In nackten Zahlen liest sich die Bilanz dieser sechs Tour-Auflagen wie folgt: Sechs Siege für Lance Armstrong, drei zweite, ein dritter und ein vierter Platz für Jan Ullrich. 19 Etappensiege für Lance Armstrong, einer für Jan Ullrich. 72 Tage im Gelben Trikot für Lance Armstrong, 0 für Jan Ullrich.

Doch ganz so dramatisch war es nun auch wieder nicht: 2003 etwa war Ullrich bis zum vorletzten Tag der Tour noch in Reichweite. Erst ein Sturz im Einzelzeitfahren machte seine Hoffnungen zunichte. Am Ende betrug sein Rückstand 61 Sekunden. Dafür konnte Ullrich Armstrong zumindest bei mehreren Zeitfahr-Weltmeisterschaften sowie bei den Olympischen Spielen von Sydney in die Schranken weisen.

Oliver Kahn gegen Jens Lehmann (Fußball)


Die beiden Torhüter haben seit dem Nationalmannschafts-Rücktritt von Andreas Köpke nach der WM 1998 um den Stammplatz im deutschen Tor gekämpft. Zunächst konnte Oliver Kahn das Duell für sich entscheiden, er stand im deutschen Tor sowohl bei den Europameisterschaften 2000 und 2004, sowie bei der Weltmeisterschaft 2002 in Japan und Südkorea, wo er maßgeblich zum Finaleinzug der deutschen Nationalmannschaft beitrug, als er in sechs Spielen nur einmal bezwungen werden konnte.
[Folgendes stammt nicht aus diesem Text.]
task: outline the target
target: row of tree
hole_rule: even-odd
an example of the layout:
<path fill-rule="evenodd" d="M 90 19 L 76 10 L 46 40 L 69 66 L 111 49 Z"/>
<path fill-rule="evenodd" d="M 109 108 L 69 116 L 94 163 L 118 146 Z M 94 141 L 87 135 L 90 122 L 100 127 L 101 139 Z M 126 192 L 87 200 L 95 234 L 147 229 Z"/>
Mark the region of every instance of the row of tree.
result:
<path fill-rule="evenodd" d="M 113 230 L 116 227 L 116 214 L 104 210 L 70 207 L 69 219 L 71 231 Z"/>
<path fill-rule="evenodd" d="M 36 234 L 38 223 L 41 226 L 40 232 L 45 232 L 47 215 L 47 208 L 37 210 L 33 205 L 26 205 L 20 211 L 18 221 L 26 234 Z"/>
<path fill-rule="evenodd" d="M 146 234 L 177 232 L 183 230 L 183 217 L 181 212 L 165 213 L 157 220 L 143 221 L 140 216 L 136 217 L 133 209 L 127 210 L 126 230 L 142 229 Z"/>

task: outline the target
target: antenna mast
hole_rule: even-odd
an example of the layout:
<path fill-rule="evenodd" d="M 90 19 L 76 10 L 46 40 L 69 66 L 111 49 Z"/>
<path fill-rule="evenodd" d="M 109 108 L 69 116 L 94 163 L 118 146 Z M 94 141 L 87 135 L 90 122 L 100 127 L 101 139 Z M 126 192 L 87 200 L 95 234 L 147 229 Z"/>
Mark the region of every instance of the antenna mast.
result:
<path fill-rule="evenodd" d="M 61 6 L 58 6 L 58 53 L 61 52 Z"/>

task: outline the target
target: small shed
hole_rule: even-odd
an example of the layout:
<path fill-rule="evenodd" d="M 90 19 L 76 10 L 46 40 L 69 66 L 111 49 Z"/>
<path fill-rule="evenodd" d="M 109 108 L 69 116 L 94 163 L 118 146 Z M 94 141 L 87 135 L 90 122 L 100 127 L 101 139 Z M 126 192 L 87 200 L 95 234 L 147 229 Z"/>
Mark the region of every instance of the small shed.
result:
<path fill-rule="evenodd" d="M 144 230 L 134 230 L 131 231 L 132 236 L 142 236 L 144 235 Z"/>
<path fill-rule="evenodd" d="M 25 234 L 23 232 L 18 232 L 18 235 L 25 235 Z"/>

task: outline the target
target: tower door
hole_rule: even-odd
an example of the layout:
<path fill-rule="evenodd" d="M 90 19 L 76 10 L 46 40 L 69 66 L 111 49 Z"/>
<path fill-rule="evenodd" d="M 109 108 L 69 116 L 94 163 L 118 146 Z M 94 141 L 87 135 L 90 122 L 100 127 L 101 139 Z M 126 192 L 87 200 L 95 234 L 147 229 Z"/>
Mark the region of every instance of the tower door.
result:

Erst nach dem Rücktritt des Trainergespanns Völler/Skibbe, als Reaktion auf das Vorrunden-Aus bei der Europameisterschaft 2004 in Portugal, wendete sich das Blatt: Der neue Bundestrainer Jürgen Klinsmann rief zwischen den beiden Weltklassekeepern Kahn und Lehmann einen offenen Konkurrenzkampf aus, der zu einem zwei Jahre dauernden Psychokrieg ausartete, den beiden Keeper und deren Trainer durch ihre (tatsächlich bzw. angeblich getätigten) Aussagen noch befeuerten.

Am Ende hatte Lehmann die Nase vorn, er durfte bei der Heim-WM 2006 im deutschen Tor stehen – eine Entscheidung, die die Fußballnation spaltete. Die einen sagen, dass Lehmann schlicht und einfach in der Vor-WM-Saison der Bessere der beiden war. Andere behaupten, dass Kahn unter Klinsmann nie eine faire Chance hatte. Was auch immer der Wahrheit entspricht scheint zweitrangig: Lehmann spielte eine starke WM und Kahn gab den fairen Sportsmann. Freunde wurden sie allerdings trotzdem nicht mehr.

Übrigens: Gerüchten zufolge könnte es bald wieder zu einem „Duell“ der beiden alten Widersacher kommen. Lehmann, der im Mai (voraussichtlich) seine Karriere beenden wird, gilt als heißer Kandidat auf die Nachfolge von Günter Netzer als ARD-Experte. Kahn hat den Experten-Job beim ZDF bereits seit 2008 inne.